Schwäbische Zeitung (Tettnang)
SPD geht auf Distanz zur CDU-Chefin
Streit über Zukunft der Groko – Absage an vorgezogene Kanzlerinwahl Kramp-Karrenbauers
BERLIN - In Teilen von Union und SPD ist kurz vor dem Jahrestag der schwarz-roten Koalition ein offener Streit über die Zukunft der Regierung von Kanzlerin Angela Merkel (CDU) ausgebrochen. Nachdem die CDU-Chefin Annegret Kramp-Karrenbauer sich über die Fasnet offen für ein schwarz-grünes Bündnis gezeigt hatte, geht die SPD nun deutlich auf Distanz zum Partner in Berlin.
Die Werte-Union, eine besonders konservative Gruppe von Unionspolitikern, brachte am Freitag den baldigen Wechsel im Kanzleramt von Merkel zu Kramp-Karrenbauer ins Gespräch. Dies wünschten sich viele Mitglieder der CDU, sagte der Vorsitzende der Gruppierung, Alexander Mitsch, in Berlin. Mehrere SPDPolitiker schlossen daraufhin für den Fall eines vorzeitigen Rückzugs Merkels vom Kanzleramt aus, dass ihre Partei die CDU-Chefin zur nächsten Kanzlerin wählen könnte.

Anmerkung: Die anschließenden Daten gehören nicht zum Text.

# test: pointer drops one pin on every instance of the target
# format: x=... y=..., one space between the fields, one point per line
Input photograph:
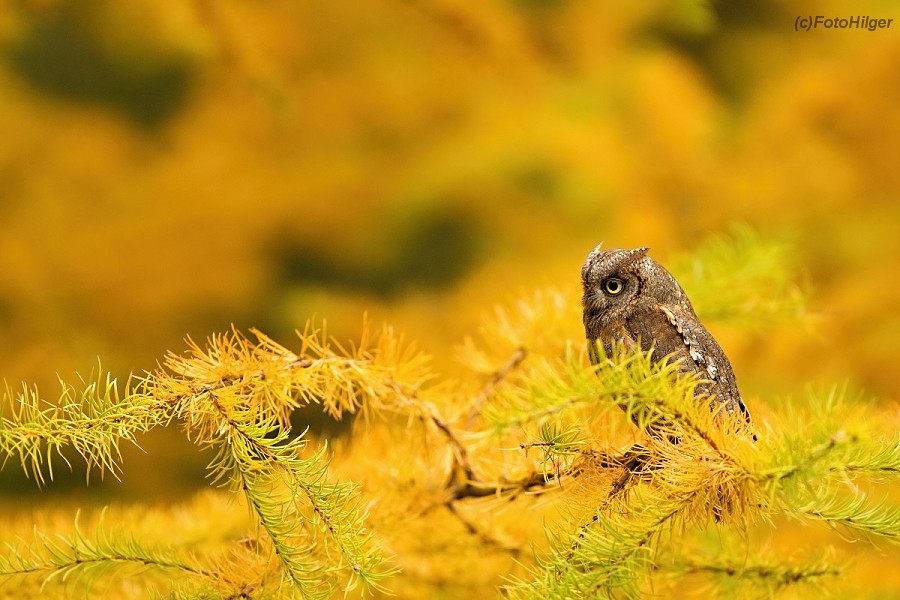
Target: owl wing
x=677 y=333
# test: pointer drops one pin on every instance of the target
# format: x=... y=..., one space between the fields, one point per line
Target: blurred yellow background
x=170 y=168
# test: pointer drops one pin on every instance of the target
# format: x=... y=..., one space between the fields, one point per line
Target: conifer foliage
x=525 y=478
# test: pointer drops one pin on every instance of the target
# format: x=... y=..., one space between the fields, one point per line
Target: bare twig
x=496 y=377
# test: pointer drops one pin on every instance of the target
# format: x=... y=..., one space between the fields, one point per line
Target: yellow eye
x=613 y=286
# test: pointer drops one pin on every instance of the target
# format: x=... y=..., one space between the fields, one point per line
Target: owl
x=631 y=298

Der Chef des konservativen Seeheimer Kreises in der SPD, Johannes Kahrs, sagte dem „Spiegel“: „Wenn Frau Merkel versuchen sollte, ihre Kanzlerschaft an Frau Kramp-Karrenbauer zu übergeben, gäbe es sofort Neuwahlen.“Die SPD-Linke Hilde Mattheis aus Ulm sagte der „Schwäbischen Zeitung“: „Ich glaube, die Geschäftsgrundlage wäre ohne Frau Merkel eine völlig andere. Ich würde mich sehr schwer damit tun und Frau Kramp-Karrenbauer höchstwahrscheinlich nicht wählen.“Auch Juso-Chef Kevin Kühnert meinte, die Geschäftsgrundlage sei dann aufgekündigt. Die Große Koalition ist am kommenden Donnerstag ein Jahr im Amt.
Alexander Mitsch (CDU) spürt bei seiner Partei aber den Wunsch der Basis nach Veränderung. „Viele Mitglieder der CDU wünschen sich einen baldigen Wechsel im Kanzleramt.“Kramp-Karrenbauer könne dann „die begonnene Politikwende, insbesondere beim Thema Einwanderung, dort praktisch umsetzen“.

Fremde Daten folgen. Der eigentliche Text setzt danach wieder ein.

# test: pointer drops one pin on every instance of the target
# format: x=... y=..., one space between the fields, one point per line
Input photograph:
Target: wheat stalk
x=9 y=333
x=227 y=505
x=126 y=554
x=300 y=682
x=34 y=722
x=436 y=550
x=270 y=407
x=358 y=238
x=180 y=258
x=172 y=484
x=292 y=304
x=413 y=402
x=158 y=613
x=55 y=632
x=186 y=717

Die SPD sieht das skeptisch. „Frau Kramp-Karrenbauer hat erkannt, dass sie ihre CDU stärker nach rechts profilieren muss. Dadurch wird die Schnittmenge zwischen Union und SPD noch geringer als jetzt“, sagte Mattheis. Das Überleben einer Großen Koalition hänge aber von massiven Kompromissen ab. „Die Schritte aufeinander zu würden noch größer, und wir könnten noch weniger unser linkes Profil zeigen.“
Der Vorsitzende des Deutschen Gewerkschaftsbundes, Reiner Hoffmann, rief die Berliner Regierungskoalition dagegen zum Weitermachen auf. Im Koalitionsvertrag stecke noch genug Substanz, sagte er. „Die Koalition sollte ermutigt werden, ihre Projekte beherzt anzugehen.“Das erste Projekt, das noch kommen sollte, sei die Stärkung der Tarifbindung. Hoffmann forderte die Koalition auf, die Grundrente nach dem Konzept von Arbeitsminister Hubertus Heil (SPD) umzusetzen. Die Union lehnt eine Grundrente ohne eine Bedürftigkeitsprüfung aber strikt ab.